Algebra 2 > Formules en ongelijkheden
12345Formules en ongelijkheden

Antwoorden van de opgaven

Opgave V1
a

`16 /120 =2/15` uur en dus `8` minuten. Daar komt nog `5` minuten bij voor het tanken, totaal dus `13` minuten.

b

`16 /60 =4/15` uur en dus `16` minuten. Daar komt nog `5` minuten bij voor het tanken, totaal dus `21` minuten.

c

Het tanken kost `5/60=1/12` uur.
Een mogelijke formule voor de reistijd is `t=16/v+1/12` .
`15` minuten is `1/4` uur, dus `16/v+1/12 gt 1/4` .

d

Teken een grafiek van `t=16/v+1/12` .
Los vervolgens op: `16/v+1/12 = 1/4` .
Dit geeft `v = 96` km/uur, dus (zie grafiek) je moet minder dan `96` km/uur rijden gemiddeld.

Opgave 1
a

`29` minuten.

b

`53` minuten.

c
d

Je reistijd wordt dan heel erg groot.
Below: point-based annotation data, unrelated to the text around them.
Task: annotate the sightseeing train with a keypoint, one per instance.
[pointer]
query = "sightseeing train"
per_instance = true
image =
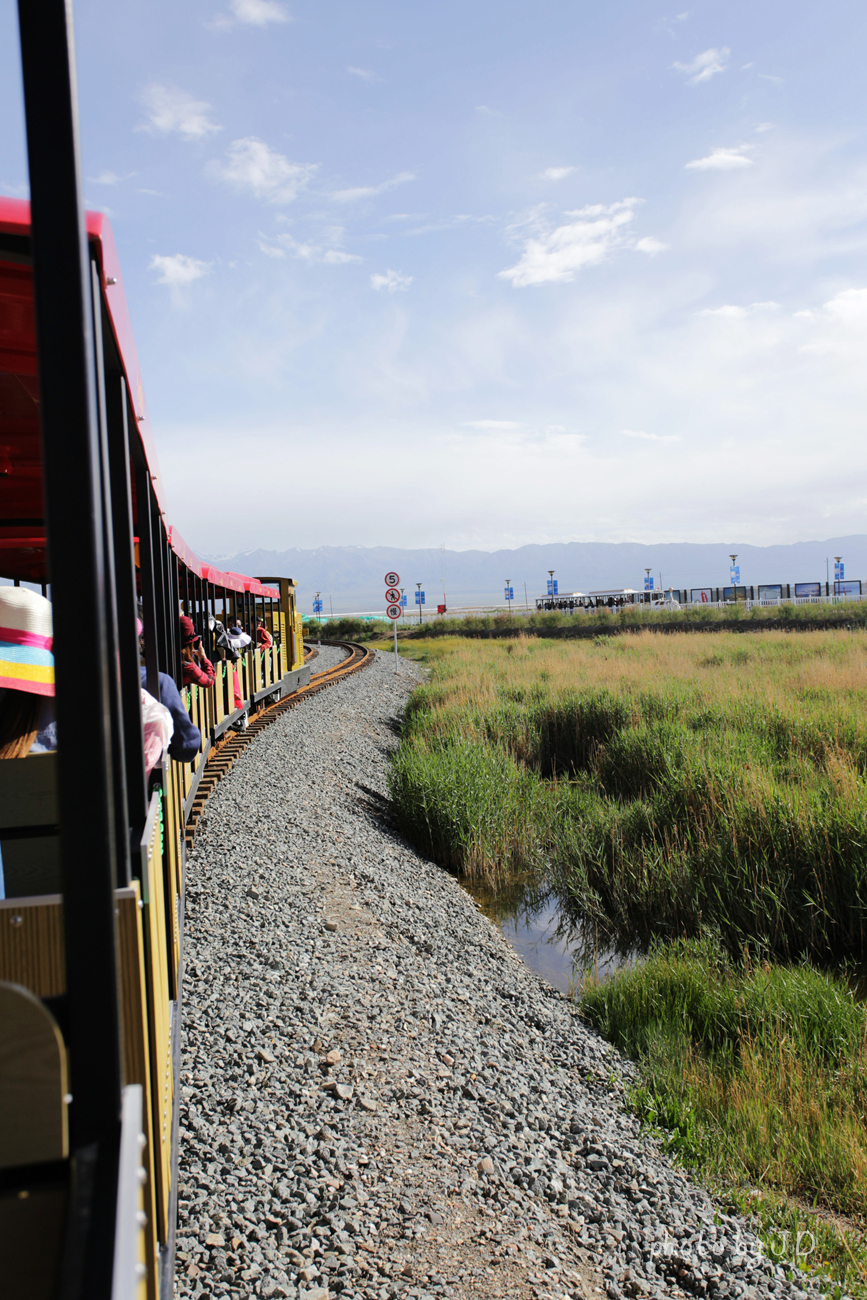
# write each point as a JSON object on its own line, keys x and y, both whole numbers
{"x": 91, "y": 819}
{"x": 766, "y": 593}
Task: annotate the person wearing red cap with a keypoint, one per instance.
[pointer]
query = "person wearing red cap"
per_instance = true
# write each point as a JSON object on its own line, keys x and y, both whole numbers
{"x": 198, "y": 670}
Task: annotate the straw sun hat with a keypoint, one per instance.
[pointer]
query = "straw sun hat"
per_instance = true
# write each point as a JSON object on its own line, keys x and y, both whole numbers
{"x": 26, "y": 662}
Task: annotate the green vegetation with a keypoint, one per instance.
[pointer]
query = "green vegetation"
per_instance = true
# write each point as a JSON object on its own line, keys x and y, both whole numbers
{"x": 755, "y": 1078}
{"x": 702, "y": 801}
{"x": 345, "y": 628}
{"x": 562, "y": 624}
{"x": 667, "y": 784}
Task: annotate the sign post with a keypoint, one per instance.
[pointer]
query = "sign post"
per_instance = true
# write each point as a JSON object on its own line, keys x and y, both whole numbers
{"x": 393, "y": 607}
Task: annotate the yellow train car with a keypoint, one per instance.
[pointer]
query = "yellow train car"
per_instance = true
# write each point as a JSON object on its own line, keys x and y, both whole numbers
{"x": 92, "y": 817}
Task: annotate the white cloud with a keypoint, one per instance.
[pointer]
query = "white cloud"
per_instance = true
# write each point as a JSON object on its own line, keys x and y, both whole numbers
{"x": 556, "y": 255}
{"x": 732, "y": 312}
{"x": 722, "y": 160}
{"x": 368, "y": 191}
{"x": 705, "y": 65}
{"x": 170, "y": 109}
{"x": 650, "y": 437}
{"x": 252, "y": 13}
{"x": 254, "y": 165}
{"x": 177, "y": 272}
{"x": 490, "y": 424}
{"x": 650, "y": 245}
{"x": 284, "y": 243}
{"x": 391, "y": 281}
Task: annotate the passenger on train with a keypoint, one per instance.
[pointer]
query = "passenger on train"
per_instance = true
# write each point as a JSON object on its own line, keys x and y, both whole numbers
{"x": 186, "y": 737}
{"x": 198, "y": 670}
{"x": 263, "y": 636}
{"x": 238, "y": 638}
{"x": 26, "y": 674}
{"x": 224, "y": 645}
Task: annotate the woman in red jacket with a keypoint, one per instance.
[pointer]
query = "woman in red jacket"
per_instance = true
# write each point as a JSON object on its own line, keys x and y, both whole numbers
{"x": 198, "y": 670}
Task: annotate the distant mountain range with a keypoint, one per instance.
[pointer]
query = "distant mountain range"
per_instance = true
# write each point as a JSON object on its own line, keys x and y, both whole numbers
{"x": 351, "y": 577}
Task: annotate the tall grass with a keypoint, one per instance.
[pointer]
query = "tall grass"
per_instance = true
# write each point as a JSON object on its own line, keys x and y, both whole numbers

De grafiek gaat dus in de buurt van de verticale `t` -as heel sterk omhoog.

e

Je reistijd benadert dan de `5` minuten. De grafiek gaat dus voor grote waarden van `v` vlak boven de horizontale lijn `v=5` lopen.

Opgave 2
a

Met de balansmethode:

`1920/v + 5` `=` `60`

beide zijden `- 5`

`1920/v` `=` `55`

beide zijden `xx v`

`1920` `=` `55v`

beide zijden `// 55` en omwisselen

`v` `=` `1920/55`
b

`v lt 1920/55` km/uur.

c

`v lt 1920/55 = 34,9090...` km/uur en dus is `v le 34,9` km/uur.

Opgave 3
a

`2/x + 3 = 7` geeft `2/x = 4` en dus `x = 0,5` .
Uit de grafiek lees je af: `x gt 0,5` .

b

`2/x + 3 = 15` geeft `2/x = 12` en dus `x = 1/6` .
Uit de grafiek lees je af: `x ge 1/6` .

c

`1/x = x` geeft `x^2 = 1` en dus `x = 1` (omdat `x gt 0` ).
Uit de grafiek lees je af: `x gt 1` .

Opgave 4
a

Maak een grafiek bij deze tabel. Laat de `k` -as lopen van `0` tot en met `0,20` .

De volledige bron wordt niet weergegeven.